Canada's Finance Minister Jim Flaherty announced Friday the government will buy mortgage debt worth 25 billion Canadian dollars (21.5 billion U.S. dollars) from Canadian banks in a bid to stabilize the lending industry and encourage banks to lower interest rates.
Flaherty made the announcement Friday before heading to Washington to meet with other G-7 finance ministers to formulate a plan for dealing with the current economic turbulence.
That will ease pressure on banks and other lenders, and prompt banks to lower their lending rates for Canadians, sparking renewed buying activity, according to Flaherty.
He said the plan is an "efficient, cost-effective and safe way to support lending in Canada that comes at no fiscal cost to taxpayers."
Flaherty maintained the position of the Conservative government that the economy is still strong and well protected from U.S.-style economic turbulence resulting from the sub-prime mortgage crunch.

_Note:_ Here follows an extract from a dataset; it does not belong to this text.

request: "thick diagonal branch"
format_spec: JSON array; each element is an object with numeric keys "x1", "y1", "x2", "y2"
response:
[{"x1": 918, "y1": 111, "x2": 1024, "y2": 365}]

He said Canadian banks and financial institutions are "sound and well-capitalized, and less-leveraged than their international peers."
Prime Minister Stephen Harper has also sought to reassure Canadians that the economy is stronger than its U.S. counterpart, and will weather the economic storm.
Over a year ago, Harper warned the economy was headed for a slowdown and Canadians shouldn't expect major spending from the government.
The opposition has accused Harper of taking a "do nothing" approach, but he maintains his government has been quietly preparing for the slowdown and shouldn't take drastic reactionary steps now.